Researcher searches nature for better human implants

Shells, teeth may hold clues for hip, joint replacements

by Michelle Cook staff writer

From heart valves to teeth, replacing faulty body parts with artificial implants is becoming increasingly common. In Canada alone, there are now 37,000 hip and knee joint replacements performed annually.

The problem is that many of the clinically engineered materials -- called biomaterials -- used to replace or repair living tissues have a limited lifespan and will need to be replaced eventually. It's a costly and painful prospect that UBC researcher Rizhi Wang says we can avoid by designing biomaterials that will last longer and function better in our bodies. And he says we need only look to nature for some engineering inspiration.

"You can always find some model in nature that is very close to what you are working on and in this you can find ideas and tricks to use in design solutions," says Wang, an assistant professor in the Dept. of Metals and Materials Engineering.

He calls his field of research "bio-inspired materials design and processing" because, he explains, he isn't trying to duplicate materials found in nature. He is looking for good examples of natural design interfaces that he can incorporate into the design of materials processed in the lab like plastic, polymer and titanium.

Wang's research focus is strengthening the gap, or interface, between an implant and the bone surrounding it with the goal of encouraging tissues to regenerate. Currently, most implants are made of titanium with a polymer cement or ceramic coating that may disintegrate in the body, causing the implant to loosen.

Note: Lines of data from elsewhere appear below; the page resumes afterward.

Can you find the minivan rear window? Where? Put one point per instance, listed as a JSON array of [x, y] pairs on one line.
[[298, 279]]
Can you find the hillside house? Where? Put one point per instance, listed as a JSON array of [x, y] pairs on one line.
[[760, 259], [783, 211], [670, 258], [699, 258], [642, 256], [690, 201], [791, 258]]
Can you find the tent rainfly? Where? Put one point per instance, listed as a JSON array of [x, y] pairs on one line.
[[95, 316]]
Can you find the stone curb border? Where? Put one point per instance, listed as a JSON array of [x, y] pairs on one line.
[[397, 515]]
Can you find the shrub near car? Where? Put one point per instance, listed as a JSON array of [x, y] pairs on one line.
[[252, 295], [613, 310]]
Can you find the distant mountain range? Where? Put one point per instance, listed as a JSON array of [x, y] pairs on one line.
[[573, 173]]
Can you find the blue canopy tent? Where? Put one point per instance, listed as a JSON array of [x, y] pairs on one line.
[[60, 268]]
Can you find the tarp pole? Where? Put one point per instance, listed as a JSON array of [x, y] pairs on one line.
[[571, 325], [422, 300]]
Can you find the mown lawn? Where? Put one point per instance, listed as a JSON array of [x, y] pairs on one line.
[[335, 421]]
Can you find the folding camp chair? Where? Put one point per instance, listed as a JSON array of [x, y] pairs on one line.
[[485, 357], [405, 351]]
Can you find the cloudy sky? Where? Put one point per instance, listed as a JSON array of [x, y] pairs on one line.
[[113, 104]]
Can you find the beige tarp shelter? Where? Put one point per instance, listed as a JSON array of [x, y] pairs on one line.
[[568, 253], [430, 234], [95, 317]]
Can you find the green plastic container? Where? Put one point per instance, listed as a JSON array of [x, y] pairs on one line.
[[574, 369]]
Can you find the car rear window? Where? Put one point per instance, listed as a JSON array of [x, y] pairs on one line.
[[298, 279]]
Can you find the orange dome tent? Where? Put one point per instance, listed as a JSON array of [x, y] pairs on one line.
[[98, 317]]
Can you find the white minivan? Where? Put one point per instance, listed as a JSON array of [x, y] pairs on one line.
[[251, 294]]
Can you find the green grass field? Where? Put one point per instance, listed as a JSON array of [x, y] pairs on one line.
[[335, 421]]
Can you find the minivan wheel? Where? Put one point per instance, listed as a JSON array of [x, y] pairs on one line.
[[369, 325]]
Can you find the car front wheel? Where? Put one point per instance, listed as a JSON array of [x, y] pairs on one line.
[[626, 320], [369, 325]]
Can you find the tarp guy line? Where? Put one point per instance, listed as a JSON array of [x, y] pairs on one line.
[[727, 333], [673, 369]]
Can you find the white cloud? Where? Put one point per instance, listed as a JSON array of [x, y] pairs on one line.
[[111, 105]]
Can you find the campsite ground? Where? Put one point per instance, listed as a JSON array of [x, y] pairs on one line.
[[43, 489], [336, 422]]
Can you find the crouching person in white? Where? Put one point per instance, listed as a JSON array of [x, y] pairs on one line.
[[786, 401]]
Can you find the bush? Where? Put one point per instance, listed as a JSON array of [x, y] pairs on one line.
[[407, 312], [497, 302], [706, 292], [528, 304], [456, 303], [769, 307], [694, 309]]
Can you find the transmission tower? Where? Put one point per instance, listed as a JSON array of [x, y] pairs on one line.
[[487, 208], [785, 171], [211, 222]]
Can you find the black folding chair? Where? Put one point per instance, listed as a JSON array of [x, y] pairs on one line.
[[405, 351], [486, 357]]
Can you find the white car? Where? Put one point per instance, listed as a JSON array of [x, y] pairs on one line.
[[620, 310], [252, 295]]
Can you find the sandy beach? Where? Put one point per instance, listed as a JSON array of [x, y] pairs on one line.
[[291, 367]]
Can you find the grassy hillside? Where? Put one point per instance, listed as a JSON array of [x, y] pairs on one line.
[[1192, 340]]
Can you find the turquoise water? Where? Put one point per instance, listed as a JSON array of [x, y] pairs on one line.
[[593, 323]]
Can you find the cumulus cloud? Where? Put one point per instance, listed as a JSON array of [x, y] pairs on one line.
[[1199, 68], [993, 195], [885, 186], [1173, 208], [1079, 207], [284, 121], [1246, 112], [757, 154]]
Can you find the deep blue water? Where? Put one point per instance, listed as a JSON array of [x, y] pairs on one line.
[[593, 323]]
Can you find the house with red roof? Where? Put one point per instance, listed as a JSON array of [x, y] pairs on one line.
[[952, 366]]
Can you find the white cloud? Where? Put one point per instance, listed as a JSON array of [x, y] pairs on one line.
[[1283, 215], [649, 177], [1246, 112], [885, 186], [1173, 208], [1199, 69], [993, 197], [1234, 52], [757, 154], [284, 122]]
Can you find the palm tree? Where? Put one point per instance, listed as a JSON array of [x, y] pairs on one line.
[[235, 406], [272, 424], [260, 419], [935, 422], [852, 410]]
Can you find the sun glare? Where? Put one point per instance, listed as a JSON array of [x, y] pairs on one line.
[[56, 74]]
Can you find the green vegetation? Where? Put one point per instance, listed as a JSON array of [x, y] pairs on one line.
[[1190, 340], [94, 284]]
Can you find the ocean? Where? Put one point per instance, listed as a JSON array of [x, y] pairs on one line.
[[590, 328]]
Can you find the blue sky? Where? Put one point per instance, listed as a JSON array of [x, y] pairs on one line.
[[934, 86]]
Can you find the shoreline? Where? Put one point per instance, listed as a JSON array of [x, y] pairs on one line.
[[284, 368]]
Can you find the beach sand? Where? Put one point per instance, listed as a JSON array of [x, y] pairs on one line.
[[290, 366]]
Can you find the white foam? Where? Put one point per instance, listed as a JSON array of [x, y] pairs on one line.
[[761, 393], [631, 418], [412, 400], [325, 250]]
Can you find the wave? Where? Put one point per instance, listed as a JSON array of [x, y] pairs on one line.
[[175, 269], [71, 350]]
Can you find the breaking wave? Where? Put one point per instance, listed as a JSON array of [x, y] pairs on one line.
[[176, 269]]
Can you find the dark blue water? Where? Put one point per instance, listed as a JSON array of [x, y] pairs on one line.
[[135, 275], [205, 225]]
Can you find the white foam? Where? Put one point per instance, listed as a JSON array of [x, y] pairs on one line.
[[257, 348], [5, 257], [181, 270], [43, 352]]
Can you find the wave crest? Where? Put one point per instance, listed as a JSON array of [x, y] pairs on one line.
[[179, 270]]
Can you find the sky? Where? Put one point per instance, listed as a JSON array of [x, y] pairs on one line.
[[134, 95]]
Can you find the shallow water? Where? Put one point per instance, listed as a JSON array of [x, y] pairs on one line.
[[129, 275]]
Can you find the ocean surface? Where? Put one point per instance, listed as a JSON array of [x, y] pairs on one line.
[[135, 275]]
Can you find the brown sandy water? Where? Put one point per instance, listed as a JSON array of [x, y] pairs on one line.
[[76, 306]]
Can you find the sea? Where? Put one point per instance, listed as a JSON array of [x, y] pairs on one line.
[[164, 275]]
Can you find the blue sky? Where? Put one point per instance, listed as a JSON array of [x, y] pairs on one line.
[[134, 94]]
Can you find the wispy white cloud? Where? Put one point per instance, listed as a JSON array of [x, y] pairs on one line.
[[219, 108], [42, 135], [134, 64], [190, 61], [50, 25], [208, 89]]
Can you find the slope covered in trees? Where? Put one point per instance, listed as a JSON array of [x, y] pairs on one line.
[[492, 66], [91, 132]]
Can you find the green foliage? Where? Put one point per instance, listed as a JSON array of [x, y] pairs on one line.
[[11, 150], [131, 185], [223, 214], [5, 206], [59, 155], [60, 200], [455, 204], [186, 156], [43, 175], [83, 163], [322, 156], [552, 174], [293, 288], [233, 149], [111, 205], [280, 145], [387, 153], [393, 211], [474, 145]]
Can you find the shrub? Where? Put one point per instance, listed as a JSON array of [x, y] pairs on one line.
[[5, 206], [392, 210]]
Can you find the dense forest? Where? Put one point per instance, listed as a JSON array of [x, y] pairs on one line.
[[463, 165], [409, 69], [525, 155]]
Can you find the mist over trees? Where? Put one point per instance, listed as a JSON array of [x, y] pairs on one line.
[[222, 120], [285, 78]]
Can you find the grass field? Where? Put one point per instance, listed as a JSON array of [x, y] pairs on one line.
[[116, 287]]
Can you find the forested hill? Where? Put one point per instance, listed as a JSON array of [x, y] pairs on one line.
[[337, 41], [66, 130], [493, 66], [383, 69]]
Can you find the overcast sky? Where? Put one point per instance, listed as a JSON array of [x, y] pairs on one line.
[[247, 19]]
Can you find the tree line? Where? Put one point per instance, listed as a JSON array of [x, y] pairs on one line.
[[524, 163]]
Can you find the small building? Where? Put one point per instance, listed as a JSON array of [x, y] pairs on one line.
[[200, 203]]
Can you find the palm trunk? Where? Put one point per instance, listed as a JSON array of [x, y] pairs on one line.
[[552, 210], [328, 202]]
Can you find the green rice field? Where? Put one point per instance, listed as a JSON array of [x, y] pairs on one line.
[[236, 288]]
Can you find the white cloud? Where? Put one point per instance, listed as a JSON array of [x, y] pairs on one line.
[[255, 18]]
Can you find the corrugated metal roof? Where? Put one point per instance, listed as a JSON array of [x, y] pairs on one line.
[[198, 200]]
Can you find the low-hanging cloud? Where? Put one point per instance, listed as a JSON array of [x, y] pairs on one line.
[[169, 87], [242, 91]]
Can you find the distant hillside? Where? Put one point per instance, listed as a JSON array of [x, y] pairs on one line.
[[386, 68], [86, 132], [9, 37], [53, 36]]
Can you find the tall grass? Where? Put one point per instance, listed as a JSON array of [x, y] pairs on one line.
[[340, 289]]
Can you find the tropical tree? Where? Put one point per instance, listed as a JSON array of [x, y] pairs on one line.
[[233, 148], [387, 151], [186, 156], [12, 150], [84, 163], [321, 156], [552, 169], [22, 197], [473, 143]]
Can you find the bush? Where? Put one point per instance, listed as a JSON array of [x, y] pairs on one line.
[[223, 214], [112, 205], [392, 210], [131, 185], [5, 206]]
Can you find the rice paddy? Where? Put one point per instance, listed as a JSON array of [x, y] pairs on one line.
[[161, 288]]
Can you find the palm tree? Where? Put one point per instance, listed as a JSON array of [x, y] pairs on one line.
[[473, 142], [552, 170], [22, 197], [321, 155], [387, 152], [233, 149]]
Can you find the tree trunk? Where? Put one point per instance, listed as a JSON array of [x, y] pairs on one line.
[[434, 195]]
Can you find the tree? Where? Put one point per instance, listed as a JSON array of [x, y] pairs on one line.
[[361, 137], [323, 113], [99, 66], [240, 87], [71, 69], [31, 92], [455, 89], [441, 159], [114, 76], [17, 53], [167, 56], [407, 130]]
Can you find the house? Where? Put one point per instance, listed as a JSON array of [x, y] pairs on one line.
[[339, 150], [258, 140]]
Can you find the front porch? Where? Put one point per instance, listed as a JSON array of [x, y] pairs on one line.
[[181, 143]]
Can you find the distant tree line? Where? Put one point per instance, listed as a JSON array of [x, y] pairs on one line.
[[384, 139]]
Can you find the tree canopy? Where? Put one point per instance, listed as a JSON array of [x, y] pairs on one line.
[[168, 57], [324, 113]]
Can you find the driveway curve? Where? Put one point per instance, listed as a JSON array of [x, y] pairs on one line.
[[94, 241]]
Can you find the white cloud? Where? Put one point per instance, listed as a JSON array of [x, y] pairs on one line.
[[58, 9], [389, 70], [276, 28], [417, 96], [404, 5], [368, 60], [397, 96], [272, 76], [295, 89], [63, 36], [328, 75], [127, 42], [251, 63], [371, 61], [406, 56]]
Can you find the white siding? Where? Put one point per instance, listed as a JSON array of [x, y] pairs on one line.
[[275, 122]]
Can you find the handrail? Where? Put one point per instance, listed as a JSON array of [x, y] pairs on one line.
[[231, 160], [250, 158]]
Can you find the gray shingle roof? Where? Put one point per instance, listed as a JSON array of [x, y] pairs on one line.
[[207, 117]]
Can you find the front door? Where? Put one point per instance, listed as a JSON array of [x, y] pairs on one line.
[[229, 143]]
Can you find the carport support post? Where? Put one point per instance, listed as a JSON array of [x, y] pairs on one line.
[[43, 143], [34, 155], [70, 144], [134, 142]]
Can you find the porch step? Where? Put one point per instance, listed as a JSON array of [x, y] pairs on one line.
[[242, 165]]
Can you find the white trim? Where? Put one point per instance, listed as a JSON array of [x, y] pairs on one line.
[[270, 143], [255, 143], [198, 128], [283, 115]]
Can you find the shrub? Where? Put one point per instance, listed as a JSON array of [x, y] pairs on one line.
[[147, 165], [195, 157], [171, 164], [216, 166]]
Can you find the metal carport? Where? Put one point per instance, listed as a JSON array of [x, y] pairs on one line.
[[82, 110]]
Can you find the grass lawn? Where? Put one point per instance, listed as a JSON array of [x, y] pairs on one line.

In his search for more bone-friendly materials, Wang has studied the teeth of horses, cows, alligators and even sea urchins, to examine their different surface structures and how effectively these act as an interface. He's also explored the pearl oyster's ability to produce a strong protective nacreous layer, the material responsible for creating a lustrous pearl.

Shiny, brittle human teeth have also yielded up some valuable lessons for Wang. He discovered that although a tooth's surface is covered in cracks, it is still able to function because of a thin, soft area between the tooth's hard, outer shell of enamel and inner core of dentin. Called the enamel/dentin junction, it performs much like a bumper for cracks.

In addition to continuing his studies on the interfaces found in mammal and human teeth and other biological systems, Wang hopes to gain a better understanding of how and why bones and teeth become deformed or fracture by examining them on a nanoscale. He will also conduct research on how surface patterns can help improve the fit between biomaterials and bone and teeth.